CURTIN MHR Julie Bishop says voters in the south of her electorate should not fear that the controversial Perth Freight Link (PFL) will send more trucks from Fremantle Port through Cottesloe.
“With both cost and time savings from Roe 8 and section two of Perth Freight Link, there will be no incentive for additional trucks to seek alternate routes such as heading north from the port as it would not make any sense, economically or operationally,” Ms Bishop told the Western Suburbs Weekly.
Concern that the PFL would enable Fremantle Port container movements to treble to two million by 2030, with a corresponding increase on Cottesloe’s Curtin Avenue, prompted Cottesloe councillor Sandra Boulter to run as a single-issue candidate at the Federal election.

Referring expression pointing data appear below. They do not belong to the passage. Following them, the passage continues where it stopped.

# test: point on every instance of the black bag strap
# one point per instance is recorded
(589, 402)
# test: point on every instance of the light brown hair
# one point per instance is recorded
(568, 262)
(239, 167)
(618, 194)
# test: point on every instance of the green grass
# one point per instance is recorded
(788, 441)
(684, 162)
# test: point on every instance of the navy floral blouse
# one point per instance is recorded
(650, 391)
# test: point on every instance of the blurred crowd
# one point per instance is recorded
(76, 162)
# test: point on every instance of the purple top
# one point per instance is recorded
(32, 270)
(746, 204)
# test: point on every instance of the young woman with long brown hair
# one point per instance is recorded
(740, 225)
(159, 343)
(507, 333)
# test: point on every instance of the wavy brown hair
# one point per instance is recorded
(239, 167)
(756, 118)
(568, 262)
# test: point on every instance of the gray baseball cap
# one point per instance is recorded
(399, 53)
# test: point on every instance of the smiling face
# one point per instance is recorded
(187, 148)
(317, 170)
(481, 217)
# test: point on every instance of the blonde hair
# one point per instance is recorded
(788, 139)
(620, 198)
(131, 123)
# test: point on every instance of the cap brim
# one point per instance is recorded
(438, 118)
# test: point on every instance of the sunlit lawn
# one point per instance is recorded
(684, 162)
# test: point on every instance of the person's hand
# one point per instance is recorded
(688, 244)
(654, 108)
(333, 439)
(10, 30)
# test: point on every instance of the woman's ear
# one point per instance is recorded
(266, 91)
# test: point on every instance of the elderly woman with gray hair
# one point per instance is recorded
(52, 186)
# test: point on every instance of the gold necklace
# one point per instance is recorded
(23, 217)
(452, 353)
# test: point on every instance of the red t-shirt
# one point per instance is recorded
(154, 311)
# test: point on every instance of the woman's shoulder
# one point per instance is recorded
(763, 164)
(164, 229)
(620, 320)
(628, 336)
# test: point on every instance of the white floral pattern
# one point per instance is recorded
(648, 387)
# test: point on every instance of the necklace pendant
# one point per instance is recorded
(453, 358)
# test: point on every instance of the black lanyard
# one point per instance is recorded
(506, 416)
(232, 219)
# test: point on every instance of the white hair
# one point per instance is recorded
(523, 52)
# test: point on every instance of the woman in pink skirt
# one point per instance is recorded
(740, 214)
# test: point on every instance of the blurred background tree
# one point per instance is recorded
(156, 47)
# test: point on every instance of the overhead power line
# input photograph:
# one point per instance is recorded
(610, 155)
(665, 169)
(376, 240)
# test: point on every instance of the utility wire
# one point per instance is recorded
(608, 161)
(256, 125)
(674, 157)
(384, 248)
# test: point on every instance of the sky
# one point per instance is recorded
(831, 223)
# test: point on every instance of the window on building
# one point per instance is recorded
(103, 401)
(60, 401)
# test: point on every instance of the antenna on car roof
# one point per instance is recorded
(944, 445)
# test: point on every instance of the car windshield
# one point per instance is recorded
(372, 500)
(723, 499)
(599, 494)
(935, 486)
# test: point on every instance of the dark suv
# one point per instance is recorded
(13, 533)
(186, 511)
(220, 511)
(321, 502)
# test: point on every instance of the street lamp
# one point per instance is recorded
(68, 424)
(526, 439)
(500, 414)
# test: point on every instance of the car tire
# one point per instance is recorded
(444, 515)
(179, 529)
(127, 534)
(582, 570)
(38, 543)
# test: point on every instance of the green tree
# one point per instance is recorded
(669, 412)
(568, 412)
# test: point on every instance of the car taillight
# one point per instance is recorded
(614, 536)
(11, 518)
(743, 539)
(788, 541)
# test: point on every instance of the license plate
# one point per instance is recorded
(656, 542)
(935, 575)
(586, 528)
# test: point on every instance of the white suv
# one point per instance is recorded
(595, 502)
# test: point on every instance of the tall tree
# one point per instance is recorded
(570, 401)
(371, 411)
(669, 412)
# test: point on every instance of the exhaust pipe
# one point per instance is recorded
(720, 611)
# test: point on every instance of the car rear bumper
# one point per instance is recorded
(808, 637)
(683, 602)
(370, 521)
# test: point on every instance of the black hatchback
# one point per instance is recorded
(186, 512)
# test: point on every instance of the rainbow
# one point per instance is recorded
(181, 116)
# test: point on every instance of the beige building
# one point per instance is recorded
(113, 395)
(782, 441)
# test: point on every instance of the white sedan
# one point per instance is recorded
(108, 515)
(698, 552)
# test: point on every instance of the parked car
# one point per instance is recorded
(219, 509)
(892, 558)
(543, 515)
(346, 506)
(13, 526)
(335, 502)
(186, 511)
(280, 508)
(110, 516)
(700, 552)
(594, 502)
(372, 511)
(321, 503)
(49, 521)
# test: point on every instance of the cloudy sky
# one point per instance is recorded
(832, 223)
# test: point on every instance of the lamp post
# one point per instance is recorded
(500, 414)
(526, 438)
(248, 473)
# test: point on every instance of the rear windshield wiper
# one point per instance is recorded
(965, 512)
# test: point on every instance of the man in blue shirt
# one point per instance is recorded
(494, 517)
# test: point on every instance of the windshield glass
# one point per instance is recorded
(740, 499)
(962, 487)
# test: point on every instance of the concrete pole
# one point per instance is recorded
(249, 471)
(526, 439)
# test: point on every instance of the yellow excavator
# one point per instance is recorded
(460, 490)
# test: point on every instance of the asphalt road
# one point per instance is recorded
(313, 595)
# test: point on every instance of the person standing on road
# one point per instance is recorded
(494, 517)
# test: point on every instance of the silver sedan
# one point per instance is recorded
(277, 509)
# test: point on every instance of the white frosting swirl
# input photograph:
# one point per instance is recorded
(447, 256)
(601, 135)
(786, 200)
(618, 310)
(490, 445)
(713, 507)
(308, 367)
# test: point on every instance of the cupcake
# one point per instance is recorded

Ms Bishop said private investment in a Kwinana port would only happen when there was a “sufficiently significant volume” of trade to make it viable, before which the PFL was crucial to providing an “efficient” link to Fremantle Harbour.
Ms Boulter said she wanted potentially increased pollution and truck congestion in Cottesloe on “the election radar” after the Coalition remained resolute about it contributing $1.2 billion to the $1.9 billion PFL.
“The main issue is there’s already 300 container trucks daily, on top of about a thousand normal freight trucks, which are OK, but if the expansion of Fremantle Port that is anticipated goes ahead then the containers could go up to 900 each day,” Ms Boulter said.
The State and previously Federal Government-funded Freight and Logistics Council of WA challenges the claims. Chairman Fred Affleck said while 85 per cent of containers were trucked, less than 12 per cent used Port Beach Road, which links to Curtin Avenue and northern suburbs.
“Container truck movements on Port Beach Road have fallen recently as the economy slows and now represent only 2 per cent of overall vehicle movements on that road,” he said.